I'm reading Henry Blodget's story on Jason Calacanis' rant about how the Demo conference organizers are to blame for the scheduling conflict that pits TechCrunch 50 against DemoFall. And I have to say, I'm a little dubious of Calacanis' statements.
According to Calacanis--who gave Blodget an "exclusive" interview on the matter despite telling me Wednesday that he was deferring to TC50 co-organizer Michael Arrington on the matter--the conflict is all Demo's fault.
(Arrington, by the way, set the tone for the environment by telling me, bluntly: ".")
Demo Executive Producer Chris Shipley "may be crying that we are taking her dates, but that is false," Blodget quotes Calacanis as saying. "Demo moved up their dates this year by three weeks to come after TechCrunch40. They (were) on 9/24 last year and we were the week before them. Demo decided to move their conference up to try and unseat us."
Now, I'm not involved in the date scheduling of either conference, but in a telephone interview Wednesday, Shipley told me that Demo schedules the dates of its events three years ahead of time and that the date of DemoFall 08 was publicly announced at the end of the 2007 fall event.
I've been trying to find proof of this announcement, and have so far been coming up short. But I do see proof, from a very old calendar page on Demo's site that listed the dates of Demo's main 2008 winter event all the way back when they were still planning their 2006 events.
I suppose even if Demo had only announced its fall dates at the end of the 2007 show, Calacanis' point could be valid if Shipley et al had tried to move their event in front of the expected date of the 2008 TechCrunch confab.
But if Shipley is telling the truth--and I have no reason to doubt her, especially given the calendar page I cite above--I think Calacanis may have his facts a bit twisted.
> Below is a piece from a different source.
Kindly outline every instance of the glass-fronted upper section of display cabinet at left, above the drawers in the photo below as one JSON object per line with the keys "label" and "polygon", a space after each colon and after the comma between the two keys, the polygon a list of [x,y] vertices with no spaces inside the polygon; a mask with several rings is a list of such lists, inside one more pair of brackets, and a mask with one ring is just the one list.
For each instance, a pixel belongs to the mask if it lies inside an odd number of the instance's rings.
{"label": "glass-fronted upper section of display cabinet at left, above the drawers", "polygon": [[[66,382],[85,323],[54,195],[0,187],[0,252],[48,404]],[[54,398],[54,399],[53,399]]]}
After all, he doesn't offer any evidence that Demo tried to ace it out on dates other than the fact that DemoFall 08 is a couple of weeks earlier than was DemoFall 07.
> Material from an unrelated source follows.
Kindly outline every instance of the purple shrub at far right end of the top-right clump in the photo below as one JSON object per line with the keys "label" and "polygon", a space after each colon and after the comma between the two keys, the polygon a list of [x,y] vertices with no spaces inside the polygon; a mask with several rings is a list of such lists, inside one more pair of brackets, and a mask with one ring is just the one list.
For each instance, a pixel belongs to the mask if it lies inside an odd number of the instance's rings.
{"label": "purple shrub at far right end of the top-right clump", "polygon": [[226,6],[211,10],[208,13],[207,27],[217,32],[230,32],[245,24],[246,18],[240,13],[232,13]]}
But as Calacanis surely knows, conferences move their dates around all the time. Witness the Game Developers Conference, which in 2007 was the week before South by Southwest. In 2008, it was a month before, and in 2008 it will be two weeks after, if my math is right. The reality is: event scheduling, which is often done years ahead of time, is tricky, and it's somewhat rare for a conference to always be on the exact same dates.
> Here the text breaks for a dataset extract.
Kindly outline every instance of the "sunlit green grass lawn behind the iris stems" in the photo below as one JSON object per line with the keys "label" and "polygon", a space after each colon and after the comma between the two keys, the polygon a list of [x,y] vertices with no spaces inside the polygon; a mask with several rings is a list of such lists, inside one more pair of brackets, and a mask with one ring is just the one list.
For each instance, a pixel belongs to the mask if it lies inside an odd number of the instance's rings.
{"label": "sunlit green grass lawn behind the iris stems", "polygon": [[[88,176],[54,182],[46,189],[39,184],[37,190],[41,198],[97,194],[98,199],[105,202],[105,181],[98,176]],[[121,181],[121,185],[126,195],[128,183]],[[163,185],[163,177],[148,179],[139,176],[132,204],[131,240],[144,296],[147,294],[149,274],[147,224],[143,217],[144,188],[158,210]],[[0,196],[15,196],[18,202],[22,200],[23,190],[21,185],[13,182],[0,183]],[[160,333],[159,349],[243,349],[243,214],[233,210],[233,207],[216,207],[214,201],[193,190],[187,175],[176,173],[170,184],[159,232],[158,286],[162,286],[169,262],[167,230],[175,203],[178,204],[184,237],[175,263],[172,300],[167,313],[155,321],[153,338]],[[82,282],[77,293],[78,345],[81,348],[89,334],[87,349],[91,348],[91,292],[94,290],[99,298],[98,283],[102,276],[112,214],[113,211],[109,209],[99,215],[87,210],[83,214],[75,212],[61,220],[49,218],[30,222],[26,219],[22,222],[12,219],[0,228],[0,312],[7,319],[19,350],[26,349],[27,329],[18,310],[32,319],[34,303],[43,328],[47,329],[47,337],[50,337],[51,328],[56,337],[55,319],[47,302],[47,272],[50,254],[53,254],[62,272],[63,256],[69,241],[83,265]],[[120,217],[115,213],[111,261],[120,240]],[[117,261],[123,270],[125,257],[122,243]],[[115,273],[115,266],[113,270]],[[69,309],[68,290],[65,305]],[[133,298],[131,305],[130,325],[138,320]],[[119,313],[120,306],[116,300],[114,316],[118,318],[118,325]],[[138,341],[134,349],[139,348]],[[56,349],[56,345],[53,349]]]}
Want proof of that? Well, TechCrunch 40 was a week later on the calendar last year than it is this year.
Another Calacanis statement to Blodget makes me wonder, as well. He said, "The marketplace is going to decide which conference model is better: pay for play or merit based with a $50,000 grand prize."
Well, let's assume for a moment that both events sell out, or at least get more or less the same attendance as they did a year ago. If that happens, how is a winner determined?
Not to take Shipley's side in this, but I sort of agree with her about one thing, and that is, in the end, the losers here are the entrepreneurs who are going to get wedged in between a news-hungry press trying to cover both shows and the VCs who want to be able to see what's hot.
Of course, Calacanis ended his bullet-pointed "interview" with what he termed a genuine offer of a job for Shipley.
"If she wants to do the right thing, she should resign from IDG/Demo after this year and join the TechCrunch50 event," Calacanis told Blodget. "We would love to have her on our team--that's a serious offer. She should be working with Mike and I and help us bring TechCrunch50 to Europe, India and Asia."
My guess is that Shipley is going to hold on to her current job. But I remain open to surprise.